The Goat, too, has a wretched part: to be left out after the first scene is too bad. Something might have been done with him, if he had only been put into a chaise; but perhaps Esmeralda and Phoebus reserve him for further use in the course of a couple of years or so, when Djali, drawing a goat-chaise containing a little Esmeralda and a little Phoebus, followed by a nurse and Papa and Mamma, would make a sensation at some fashionable seaside resort.

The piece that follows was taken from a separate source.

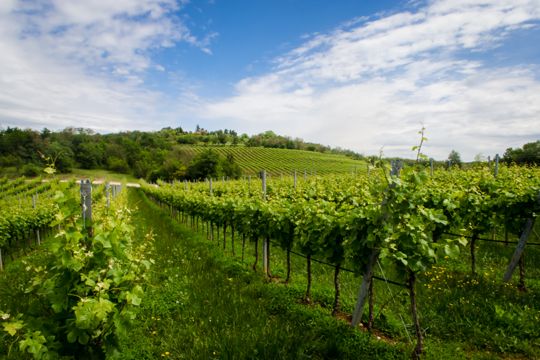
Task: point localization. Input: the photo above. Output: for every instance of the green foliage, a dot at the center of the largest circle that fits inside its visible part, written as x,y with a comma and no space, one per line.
454,158
87,292
529,154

Mons. MONTARIOL played and sang well as Gringoire, and Mons. WINOGRADOFF was most artistic as Clopin, Amusing to see Mons. LASSALLE as Claude Frollo, melodramatically hiding behind the window-curtains, just as Phoebus enters the room followed by Esmeralda. So evidently was the curtain shaken, that Phoebus would most certainly have detected the sneak, or he might have asked Esmeralda, "What's that?" and have asserted his belief that it could not possibly be the cat, but he might have accepted her explanation had she informed him that it was the Goat. What a chance here lost for a situation of the Goat behind curtains butting Claude Frollo! However, it was all "purtendin'," and JEAN DE RESZKÉ as Phoebus didn't see what he would most certainly have noticed immediately had he been himself. Magnificently got up; mise-en-scène excellent; band and chorus all that could be wished.